Five fatal overdoses in 10 days have authorities concerned about a batch of highly potent or badly cut heroin. According to Chronicle Online, Lorain County, Ohio has joined the ranks of communities all over the country.
Dr. Stephen Evans, Lorain County coroner said, "We want to nip this in the bud to stop people from dying. It's either purer than normal, or cut with something more toxic." These five fatal overdoses in this county were all intravenous heroin users. There have been other overdoses, as well, that were not fatal.
Chief Deputy Dennis Cavanaugh said that some of these overdose deaths were found with the needle still in their arm, and he hopes publicity can prevent more deaths. In 2000, Lorain County dealt with 7 to 10 heroin addicts, but by 2010, they are seeing that many every two to three days.

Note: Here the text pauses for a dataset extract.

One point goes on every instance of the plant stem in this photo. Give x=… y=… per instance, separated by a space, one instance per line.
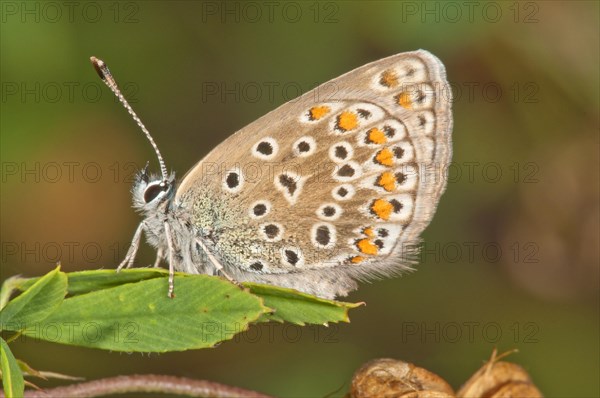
x=146 y=384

One report said, "Last year, Lorain County had enough narcotics prescribed to provide every man, woman, and child with between 50 and 75 doses. More and more, we are seeing individuals turn from prescription drugs to heroin because it is actually cheaper and easier to acquire." Lorain police officer Chris Colon, who has been a narcotics officer since 2008, 90% of the heroin addicts he interviewed after their arrests said they started using prescription pills before turning to heroin.
According to Colon, many addicts cannot afford pills, especially as the price on the black market continues to rise. One 80mg Oxycontin can sell for $40-$60, while a bindle of heroin costs $10-$20. Both will hold the user for a similar amount of time. In the addict's mind, it is a "no-brainer."
Colon also describes the desperation he sees with these heroin addicts, as they live in fear of withdrawal. He said, "They're not worried about the purity, or of it's good or bad. They just need a fix so bad."